Peter’s search for answers leads him to Oscorp, where he meets with his updated and expanded-upon irradiated spider, as well as Rhys Ifans’ Dr Curt Connors, who provides a link to Peter’s parents, mirrors the scientific aspect of his persona, and fills the surrogate father role that even poor old Uncle Ben couldn’t satisfy. Ifans portrays an authoritative, confident scientist, while at the same time hinting at his underlying insecurities and inadequacies. His performance as the film progresses, however, becomes somewhat bond-villain-esque, which cheapens the film to a certain extent.
Filling the supporting roles in the film are Martin Sheen and Sally Field as Uncle Ben and Aunt May, respectively, who have a fantastically natural chemistry onscreen, and despite them both being well-known acting veterans, it’s actually a little difficult to not imagine them as Peter’s loving adoptive parents. Sheen is superb as Ben Parker, bringing real charm to the character and exuding the moral heart of Peter’s upbringing, whilst Field (though still not looking quite old enough to be the Aunt May we all expected to see) fills the role with a sense of weary frailty that is throat-lump-inducing poignant .

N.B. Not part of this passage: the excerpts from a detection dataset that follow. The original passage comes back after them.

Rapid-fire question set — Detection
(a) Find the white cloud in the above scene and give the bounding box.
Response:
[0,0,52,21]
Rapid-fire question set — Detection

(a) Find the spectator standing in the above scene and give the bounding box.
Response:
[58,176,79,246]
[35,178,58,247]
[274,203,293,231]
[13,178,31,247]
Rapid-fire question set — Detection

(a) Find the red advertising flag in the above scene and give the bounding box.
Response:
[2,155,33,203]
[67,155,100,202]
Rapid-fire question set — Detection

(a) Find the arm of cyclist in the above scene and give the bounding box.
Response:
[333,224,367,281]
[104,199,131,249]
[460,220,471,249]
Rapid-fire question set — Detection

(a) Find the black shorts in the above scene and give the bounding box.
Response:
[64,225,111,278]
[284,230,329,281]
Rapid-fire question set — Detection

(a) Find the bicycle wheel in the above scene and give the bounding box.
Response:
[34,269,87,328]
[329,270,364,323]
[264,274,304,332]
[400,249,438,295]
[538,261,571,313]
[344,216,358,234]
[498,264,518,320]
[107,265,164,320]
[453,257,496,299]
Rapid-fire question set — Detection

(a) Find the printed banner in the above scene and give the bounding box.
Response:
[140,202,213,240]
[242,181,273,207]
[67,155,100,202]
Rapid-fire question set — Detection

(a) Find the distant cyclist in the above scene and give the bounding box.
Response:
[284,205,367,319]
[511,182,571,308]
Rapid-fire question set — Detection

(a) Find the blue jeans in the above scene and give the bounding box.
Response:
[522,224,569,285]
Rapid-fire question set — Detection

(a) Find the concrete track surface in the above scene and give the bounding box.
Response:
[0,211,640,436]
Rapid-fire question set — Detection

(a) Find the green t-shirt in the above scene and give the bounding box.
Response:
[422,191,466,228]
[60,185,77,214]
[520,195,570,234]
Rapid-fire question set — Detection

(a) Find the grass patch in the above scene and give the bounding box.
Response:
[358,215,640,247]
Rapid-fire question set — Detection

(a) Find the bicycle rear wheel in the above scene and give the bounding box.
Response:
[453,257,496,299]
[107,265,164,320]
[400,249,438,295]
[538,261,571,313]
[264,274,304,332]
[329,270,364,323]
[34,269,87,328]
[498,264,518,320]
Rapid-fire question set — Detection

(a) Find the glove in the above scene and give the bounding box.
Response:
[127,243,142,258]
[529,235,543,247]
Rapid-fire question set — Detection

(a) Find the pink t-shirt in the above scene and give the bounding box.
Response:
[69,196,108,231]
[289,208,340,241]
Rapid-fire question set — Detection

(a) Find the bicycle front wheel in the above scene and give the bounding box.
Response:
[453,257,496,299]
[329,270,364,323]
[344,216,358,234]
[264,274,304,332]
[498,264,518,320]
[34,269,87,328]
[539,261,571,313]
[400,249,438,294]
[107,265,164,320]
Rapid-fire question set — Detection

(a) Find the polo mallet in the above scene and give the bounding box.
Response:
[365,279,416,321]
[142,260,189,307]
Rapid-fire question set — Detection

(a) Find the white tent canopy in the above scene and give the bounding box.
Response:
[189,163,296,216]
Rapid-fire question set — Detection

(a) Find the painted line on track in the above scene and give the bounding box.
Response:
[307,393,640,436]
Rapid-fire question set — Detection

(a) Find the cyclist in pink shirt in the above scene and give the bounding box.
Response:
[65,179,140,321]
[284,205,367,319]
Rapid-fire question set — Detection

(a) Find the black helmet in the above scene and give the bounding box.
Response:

Visually, the film pulls many of its shots directly from the hallowed comic book panels of the last half century, with Spidey never failing to pull one of his signature limb-defying poses as he leaps, crawls and thwips his way across the screen. There are also some inventive new ideas at work here, notably the display of characteristically arachnid-like movements within the wall-crawling, as well as allowing the audience to view the cityscape through our hero’s point of view whilst web-slinging, both of which add new and welcome visual dynamics to the action.
Elsewhere, aesthetic design seems to take a dip, as Spider-Man’s opponent, The Lizard appears to look a little less like his much-loved comic book counterpart, and more akin to a Goomba from the 1993 Super Mario Bros. movie. Despite this, however, the CGI that pieces the character together is full of weight and scale-for-scale of a very high technical quality.
The film’s score (composed by James Horner) proves to be less than a match for Danny Elfman’s contribution to the previous Spidey origin, and is at certain moments incredibly schlocky, which really draws the viewer out of the film with a cringe. It’s very much an unwelcome surprise that after the extent to which the film has been injected with contemporary sensibilities, its compositional soundtrack could feel so dated.
Sound continues to feel neglected in other areas of the film also, as Rhys Ifans’ Lizard bellows clearly with stage show-style overdramatics, both blurring the line between the unfortunate scientist and savage reptile, and at the same time succeeding in making him sound even sillier than he looks. It’s a real shame, as the character honestly could have been one that provoked genuine fear if given the proper attention, much as Mark Ruffalo’s Hulk in Avengers Assemble.
Despite its downfalls, The Amazing Spider-Man’s narrative is a well-stitched patchwork of many well-known Spidey comic book stories both classic and modern, all spun ever-so-slightly to complement each other and keep the story feeling fresh. It feels well-paced, has a very organic flow that makes it easy to enjoy, and is driven primarily by our hero, which makes it near impossible not to become emotionally invested in the story.
Whilst The Amazing Spider-Man seems to have truly divided its audience between those that praise the film’s ability to reinvigorate a franchise that really had written itself into an inescapable corner, and those that scream heresy that another Spidey origin story could be produced just a decade after the last, Marc Webb’s reimagining has managed to be one of the unexpected highlights of what has been a truly impressive summer for genre cinema. It may not have been as genre-defining as Raimi’s 2002 outing, but in terms of building an ensemble of characters with depth that an audience can believe in, as well as really drawing from and celebrating the sacred source material, this really is the Spider-Man we’ve deserved all along, we just didn’t realise.